The U.S. economy added modestly more-than-expected private sector jobs last month, data indicated Wednesday, as hiring in the hospitality and leisure sector accelerated in the wake of Covid restrictions on business and travel.
Payroll processing group ADP said in its National Employment Report, which it compiles with Moody's Analytics, that private sector jobs grew by 455,000 in November, just ahead of the Street consensus forecast of a 450,000 total, with the bulk of the gains from medium and large-sized business in the leisure and hospitality sector.
The Bureau of Labor Statistics will publish its official nonfarm payroll report Friday, with economists looking for a headline total that represents around 490,000 new jobs and a headline unemployment rate of 3.8%.
“Job growth was broad-based across sectors in March, contributing to the nearly 1.5 million jobs added for the first quarter in 2022,” said ADP's chief economist Nela Richardson. “Businesses are hiring, specifically among the service providers which had the most ground to make up due to early pandemic losses. However, a tight labor supply remains an obstacle for continued growth in consumer-facing industries."
U.S. equity futures were modestly firmer following the data release, with contracts tied to the Dow Jones Industrial Average indicating an opening bell decline of 120 points and those linked to the S&P 500 priced for an 18 point decline from last night's close.
Benchmark 10-year Treasury bond yields, meanwhile, ticked modestly lower, to 2.40%, while the dollar index fell 0.44% against a basket of its global peers to trade at 97.966.
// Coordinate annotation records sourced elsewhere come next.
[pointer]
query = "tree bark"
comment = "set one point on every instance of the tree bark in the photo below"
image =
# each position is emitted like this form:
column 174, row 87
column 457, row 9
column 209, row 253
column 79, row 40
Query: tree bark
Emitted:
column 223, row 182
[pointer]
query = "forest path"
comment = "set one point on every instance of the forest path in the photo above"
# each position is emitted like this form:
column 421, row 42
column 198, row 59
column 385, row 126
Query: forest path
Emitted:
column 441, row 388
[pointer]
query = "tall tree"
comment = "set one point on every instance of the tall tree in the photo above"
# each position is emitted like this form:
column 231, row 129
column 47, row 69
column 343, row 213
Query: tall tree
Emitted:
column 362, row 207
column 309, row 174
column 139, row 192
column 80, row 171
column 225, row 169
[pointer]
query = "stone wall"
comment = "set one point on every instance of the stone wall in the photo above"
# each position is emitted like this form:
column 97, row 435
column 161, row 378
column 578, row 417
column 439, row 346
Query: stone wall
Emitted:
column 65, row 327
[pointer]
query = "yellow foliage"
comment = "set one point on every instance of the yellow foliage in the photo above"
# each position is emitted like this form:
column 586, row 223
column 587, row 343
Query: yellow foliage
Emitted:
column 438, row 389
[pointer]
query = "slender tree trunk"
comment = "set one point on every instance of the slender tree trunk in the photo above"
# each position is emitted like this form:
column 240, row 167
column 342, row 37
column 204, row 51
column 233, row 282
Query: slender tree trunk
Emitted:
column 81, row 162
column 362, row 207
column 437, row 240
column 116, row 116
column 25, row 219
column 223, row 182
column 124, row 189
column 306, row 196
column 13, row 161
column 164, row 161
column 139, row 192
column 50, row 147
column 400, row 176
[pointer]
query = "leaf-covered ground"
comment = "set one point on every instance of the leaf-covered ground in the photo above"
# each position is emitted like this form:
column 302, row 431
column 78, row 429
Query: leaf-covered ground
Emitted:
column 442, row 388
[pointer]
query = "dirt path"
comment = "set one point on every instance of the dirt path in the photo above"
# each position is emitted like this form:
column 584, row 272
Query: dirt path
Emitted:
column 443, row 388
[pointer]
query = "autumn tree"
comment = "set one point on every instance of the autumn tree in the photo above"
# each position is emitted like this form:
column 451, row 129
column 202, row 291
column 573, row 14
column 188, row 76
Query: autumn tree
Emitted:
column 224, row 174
The Federal Reserve will publish it preferred inflation gauge, the PCE Price Index, on Thursday with analyst looking for a bump higher in incomes, a pullback in real spending and another nudge higher in overall inflation pressures.
Friday's non-farm payroll report will also provide firm clues as to both the pace of growth in the labor market and any acceleration in wages, which could give the Fed more fuel to its argument that higher rates are needed to tame the fastest consumer price inflation in forty years.
That's even more likely now that we know that more than 11.2 million positions in the job market remained unfilled last month, according to data from the February Job Openings and Labor Turnover Survey published Tuesday, a figure that can only suggest companies need to pay higher salaries to tempt people back into the workforce.
"Openings are now stable, close to their all-time highs, and massively elevated even when compared to the peak of the previous economic cycle," said Ian Shepherdson of Pantheon Macroeconomics. "By contrast, the NFIB survey's measure of jobs-hard-to-fill at small businesses has dipped in recent months, though it too remains very high by historical standards."
"The labor market remains tight, but is no longer tightening," he added.